Geraci’s team is hoping to get preliminary data in the next few months. Meanwhile, partially inspired by Geraci’s early work in the area, Singh and colleagues have proposed other tests for dark matter. One uses an object known as an optomechanical resonator that works a little like a tuning fork, with prongs made of two different materials. Dark matter would pull on one prong more than the other, because the atoms of the two materials have different mass. This would create a detectable vibration, which is currently being searched for in multiple experimental groups, including at the University of Arizona, in Tucson, led by physicist Dalziel Wilson. 

Another of Singh’s proposals works on the principle that superfluid helium would be stretched or pulled if dark matter particles pass through it. The HeLIOS experiment is underway at the University of Alberta, in Edmonton, led by physicist John Davis, and preliminary results are imminent. 

Singh notes, however, that just spotting signs of deformation due to one passing particle won’t be enough to seal the deal and declare a detection. Instead, any team must find and analyze multiple detections, and look for patterns in the timing between the particles. For instance, astronomers know that when another galaxy—presumably carrying its own dark matter particles—merged into ours in the past, it would have triggered a stream of its own dark matter particles through our galaxy. “If dark matter does not interact much with normal matter, then it will hold on to the memories of its creation and journey through the cosmos a lot longer than normal matter,” says Singh. “This information will be encoded in the timing between detector clicks when we finally see it.”

Of course, the experiments may not find any signs of dark matter. But even that could provide profound insights, notes Singh, because it will tell physicists more about what dark matter is not.

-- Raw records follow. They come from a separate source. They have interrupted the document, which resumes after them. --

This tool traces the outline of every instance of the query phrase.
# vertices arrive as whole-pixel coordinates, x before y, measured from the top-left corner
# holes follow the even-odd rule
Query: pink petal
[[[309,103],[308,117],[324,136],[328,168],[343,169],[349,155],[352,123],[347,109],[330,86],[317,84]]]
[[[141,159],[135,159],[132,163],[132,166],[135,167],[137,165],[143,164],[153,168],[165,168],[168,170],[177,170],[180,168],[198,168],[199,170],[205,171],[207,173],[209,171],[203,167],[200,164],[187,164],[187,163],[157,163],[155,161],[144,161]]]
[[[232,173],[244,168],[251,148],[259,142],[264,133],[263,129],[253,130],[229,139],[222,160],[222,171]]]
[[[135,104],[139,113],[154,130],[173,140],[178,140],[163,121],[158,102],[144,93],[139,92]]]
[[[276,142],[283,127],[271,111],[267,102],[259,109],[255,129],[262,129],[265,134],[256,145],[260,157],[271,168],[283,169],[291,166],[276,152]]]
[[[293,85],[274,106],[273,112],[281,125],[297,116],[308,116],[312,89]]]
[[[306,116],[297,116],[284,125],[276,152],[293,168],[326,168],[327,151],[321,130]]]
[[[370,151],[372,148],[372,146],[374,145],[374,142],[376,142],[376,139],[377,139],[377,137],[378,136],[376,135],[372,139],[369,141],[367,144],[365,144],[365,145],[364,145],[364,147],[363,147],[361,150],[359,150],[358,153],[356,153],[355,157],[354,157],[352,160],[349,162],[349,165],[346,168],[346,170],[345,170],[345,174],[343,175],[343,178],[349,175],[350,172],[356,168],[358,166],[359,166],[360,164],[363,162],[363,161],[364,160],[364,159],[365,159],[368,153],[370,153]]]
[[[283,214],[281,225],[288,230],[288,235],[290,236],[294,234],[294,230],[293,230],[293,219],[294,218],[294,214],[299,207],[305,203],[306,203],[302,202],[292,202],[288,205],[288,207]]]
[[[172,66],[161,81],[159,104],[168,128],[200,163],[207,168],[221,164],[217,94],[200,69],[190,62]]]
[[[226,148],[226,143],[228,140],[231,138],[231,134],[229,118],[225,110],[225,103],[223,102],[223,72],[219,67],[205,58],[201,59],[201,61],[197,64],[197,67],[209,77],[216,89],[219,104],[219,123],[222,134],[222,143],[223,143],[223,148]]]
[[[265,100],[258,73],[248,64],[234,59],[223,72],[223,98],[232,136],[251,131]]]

That will leave the door open for new ideas for experiments from the younger generation. “What’s clear is that to solve this we will need intellects from across different fields: optics, astrophysics, engineering, computer science, and more,” she says. 

Geraci agrees with Singh’s call. “We need diverse perspectives to come together to test the huge range of possible forms that dark matter may take,” he says. “There are a lot of rocks that have yet to be turned over.”